Saturday, October 15, 2005

Saturday, October 15 - Athens

Up again after somewhat of a fitful nights' sleep. Seems that about 2am there was about fifteen seconds of gunfire near the hotel. I didn't hear it (I must have actually been sleeping at the time and woke up later), but I guess I must have been the only one who didn't. Nobody seems to talk about what it was, and I'm guessing it's the anarchists the cabdriver told us about. Hope they missed whatever they were shooting at.

Found a travel agent today and booked passage to Crete and a hotel. We'll leave on Friday morning from Athens, stay one night in Iraklion, and then return on Saturday to Athens as we have a 9:00 flight back to Rome on Sunday morning. Cool. Also booked a rental car for the rest of this week, and it'll be dropped off at the hotel tomorrow. Apparently, it's customary for the agencies to do that here, which is kind of neat. Sure beats having to go back to the airport to pick it up, or to have to find a rental car lot here in the city somewhere.

Next of the agenda was to track down a couple of geocaches here in Athens. The whole premise behind geocaching is to get the seekers of your cache to neat places, and because of this it ends up being a cool way to explore parts of a city you might not see otherwise. The first caches we looked for were located in the National Gardens, which are very much like Athens' version of New York's Central Park. Out of three caches hidden there we only found one-there were far too many people around to grab the other two without tipping someone off (non-geocachers who stumble across caches often move, throw away, or pillage them, and in rare cases get suspicious and call bomb squads), so we skipped them and moved on. The park was fun to explore, though. It's a popular place for families, and in the center of the park is a small zoo with a handful of critters who seem well-enough taken care of.

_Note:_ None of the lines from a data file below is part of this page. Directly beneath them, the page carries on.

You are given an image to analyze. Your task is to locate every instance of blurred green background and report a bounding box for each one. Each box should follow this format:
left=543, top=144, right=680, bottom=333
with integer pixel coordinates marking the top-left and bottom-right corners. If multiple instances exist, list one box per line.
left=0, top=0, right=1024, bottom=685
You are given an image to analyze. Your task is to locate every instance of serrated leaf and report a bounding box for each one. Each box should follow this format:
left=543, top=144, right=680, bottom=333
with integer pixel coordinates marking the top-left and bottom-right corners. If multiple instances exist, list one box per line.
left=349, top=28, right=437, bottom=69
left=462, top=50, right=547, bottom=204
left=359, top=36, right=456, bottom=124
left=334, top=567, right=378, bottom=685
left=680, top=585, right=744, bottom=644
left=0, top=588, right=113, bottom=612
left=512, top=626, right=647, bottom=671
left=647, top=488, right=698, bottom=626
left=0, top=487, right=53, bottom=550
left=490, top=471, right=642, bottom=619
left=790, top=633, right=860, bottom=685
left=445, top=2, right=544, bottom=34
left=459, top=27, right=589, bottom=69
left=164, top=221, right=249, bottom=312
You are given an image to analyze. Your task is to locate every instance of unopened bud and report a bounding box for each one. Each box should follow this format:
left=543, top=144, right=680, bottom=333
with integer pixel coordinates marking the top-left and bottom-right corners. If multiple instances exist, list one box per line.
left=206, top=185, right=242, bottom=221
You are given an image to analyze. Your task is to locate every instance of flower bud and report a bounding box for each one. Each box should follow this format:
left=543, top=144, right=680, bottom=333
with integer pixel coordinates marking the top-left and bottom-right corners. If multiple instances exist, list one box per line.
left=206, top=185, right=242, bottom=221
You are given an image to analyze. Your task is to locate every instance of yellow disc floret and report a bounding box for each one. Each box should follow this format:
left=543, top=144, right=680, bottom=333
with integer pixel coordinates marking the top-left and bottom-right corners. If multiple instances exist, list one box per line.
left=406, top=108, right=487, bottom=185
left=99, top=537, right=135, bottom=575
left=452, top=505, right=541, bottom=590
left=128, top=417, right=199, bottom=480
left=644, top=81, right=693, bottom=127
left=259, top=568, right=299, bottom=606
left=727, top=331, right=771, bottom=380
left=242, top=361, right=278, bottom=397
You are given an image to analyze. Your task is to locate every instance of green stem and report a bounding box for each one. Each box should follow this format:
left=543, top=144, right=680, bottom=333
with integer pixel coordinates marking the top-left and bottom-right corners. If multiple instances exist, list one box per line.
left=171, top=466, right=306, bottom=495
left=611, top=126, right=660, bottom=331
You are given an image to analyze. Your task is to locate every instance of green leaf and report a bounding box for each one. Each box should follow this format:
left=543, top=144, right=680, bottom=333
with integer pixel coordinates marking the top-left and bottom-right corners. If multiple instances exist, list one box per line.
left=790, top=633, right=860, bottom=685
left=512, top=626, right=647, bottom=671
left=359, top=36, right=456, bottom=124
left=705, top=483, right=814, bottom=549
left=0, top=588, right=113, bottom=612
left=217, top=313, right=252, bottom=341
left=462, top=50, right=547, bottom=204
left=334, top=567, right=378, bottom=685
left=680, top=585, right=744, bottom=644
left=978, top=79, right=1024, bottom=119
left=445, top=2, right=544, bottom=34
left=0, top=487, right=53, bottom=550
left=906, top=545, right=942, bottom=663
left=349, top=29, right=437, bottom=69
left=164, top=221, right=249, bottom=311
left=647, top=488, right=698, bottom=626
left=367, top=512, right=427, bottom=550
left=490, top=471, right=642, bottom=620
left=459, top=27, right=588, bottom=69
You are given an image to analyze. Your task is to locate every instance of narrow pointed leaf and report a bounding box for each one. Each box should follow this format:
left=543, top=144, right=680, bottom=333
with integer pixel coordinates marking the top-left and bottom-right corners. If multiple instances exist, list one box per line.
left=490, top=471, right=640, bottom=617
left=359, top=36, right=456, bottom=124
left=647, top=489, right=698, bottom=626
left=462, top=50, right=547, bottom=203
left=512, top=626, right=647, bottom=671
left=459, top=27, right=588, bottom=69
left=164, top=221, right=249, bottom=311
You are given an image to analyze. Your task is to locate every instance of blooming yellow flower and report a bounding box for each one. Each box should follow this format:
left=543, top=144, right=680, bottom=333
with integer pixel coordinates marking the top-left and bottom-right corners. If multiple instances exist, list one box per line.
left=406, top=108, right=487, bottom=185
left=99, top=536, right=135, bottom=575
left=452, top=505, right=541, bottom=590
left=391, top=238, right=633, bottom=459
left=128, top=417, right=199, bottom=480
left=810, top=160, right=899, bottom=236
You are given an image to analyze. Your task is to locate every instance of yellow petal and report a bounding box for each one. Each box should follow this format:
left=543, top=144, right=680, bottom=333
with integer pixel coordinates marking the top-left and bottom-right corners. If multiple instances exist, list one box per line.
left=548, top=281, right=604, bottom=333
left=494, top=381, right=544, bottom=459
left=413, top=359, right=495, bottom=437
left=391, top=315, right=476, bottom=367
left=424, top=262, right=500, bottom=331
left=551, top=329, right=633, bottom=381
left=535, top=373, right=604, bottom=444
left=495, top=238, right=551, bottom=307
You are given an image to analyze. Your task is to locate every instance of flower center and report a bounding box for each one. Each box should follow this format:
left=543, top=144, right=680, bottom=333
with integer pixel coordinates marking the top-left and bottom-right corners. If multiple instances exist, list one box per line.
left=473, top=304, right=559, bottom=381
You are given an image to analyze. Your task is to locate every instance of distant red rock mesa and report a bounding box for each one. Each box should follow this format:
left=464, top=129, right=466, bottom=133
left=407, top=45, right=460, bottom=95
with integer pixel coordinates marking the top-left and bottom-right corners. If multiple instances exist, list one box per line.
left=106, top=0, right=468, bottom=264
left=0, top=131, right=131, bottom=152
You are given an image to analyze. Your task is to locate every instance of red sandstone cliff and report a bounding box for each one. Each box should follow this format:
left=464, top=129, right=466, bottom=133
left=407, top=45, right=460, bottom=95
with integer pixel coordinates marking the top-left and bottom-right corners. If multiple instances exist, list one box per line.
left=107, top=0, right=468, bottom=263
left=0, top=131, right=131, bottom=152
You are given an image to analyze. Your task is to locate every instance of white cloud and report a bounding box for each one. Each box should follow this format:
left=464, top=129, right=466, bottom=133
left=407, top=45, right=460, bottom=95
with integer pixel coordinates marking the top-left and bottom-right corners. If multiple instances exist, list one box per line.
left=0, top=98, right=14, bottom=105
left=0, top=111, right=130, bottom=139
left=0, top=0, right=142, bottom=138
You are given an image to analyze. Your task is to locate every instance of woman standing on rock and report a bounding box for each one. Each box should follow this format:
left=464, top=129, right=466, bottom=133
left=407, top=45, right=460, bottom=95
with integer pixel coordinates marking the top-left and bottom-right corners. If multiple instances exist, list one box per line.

Moving on from the National Gardens, we boarded a subway to the location of our next cache. This one was located on the Hill of the Nymphs, and we got there by walking through a residential neighborhood near the Acropolis and then taking a trail that began right behind a small church. The trail actually led to several interesting spots; the first was an observatory that was built in 1842. It was closed (it's open to visitors one day a month, apparently), but in front of the observatory was a stunning view of the Acropolis, the surrounding hills, and the city. After gawking at the vista and taking my travel bug photos (ha!), we moved on to the adjacent hill of the Pynx, which was an ancient assembly site at which the great orators would address the citizens. It was awe-inspiring to think of who spoke in this place at one time: Aristides, Pericles... and the site is supposed to have held an assembly of about 5000. Wow.

Back on the trail once again, we got to the summit and were greeted with a cool breeze and a great view of the Saronic Gulf. From there it was a short walk to the cache, and after locating it in a crevice we signed the log and swapped a travel bug I picked up in Scotland for one in the cache. We went back the way we came along the trail, and taking a right turn just before arriving back at the church put us right at the ancient city again, which gave us a great chance to walk over to the theater of Dionysos. This ampitheater, first built around the fourth century B.C.E. and then reconstructed in stone and marble in about 345 B.C.E., is where theater as we know it is supposed to have begun. Of course we couldn't leave Athens without paying homage to such a place, so after taking a few pictures, we took seats and waited for ancient voices to speak to us from beyond as the sun set in a cloudless sky.

By this time we were getting hungry, so we went off in search of sustenance. Tonight's feast turned out to be a tomato and cucumber salad, bread, and an unbelievable risotto, made with pork, cheese, onions, tomatoes, peppers, and who-knows-what-else... one of those meals that will stand out in my memory as a highlight of the trip. Finished it off with a white wine and some sort of apertif supplied by the waiter (I've got the name of the stuff written down somewhere, but I can't seem to find it), and feeling somewhat dumbstruck after all the great food, we wandered back down the hill toward the hotel. Once we had left the tourist center, it seemed everything was deserted except for the cats, which are EVERYWHERE in Greece (this country is in desperate need of a spay-and-neuter program). So we scratched a couple of ears along the way, bidding our thanks for the hospitality, and retired for the night. Hope there's no shooting this time.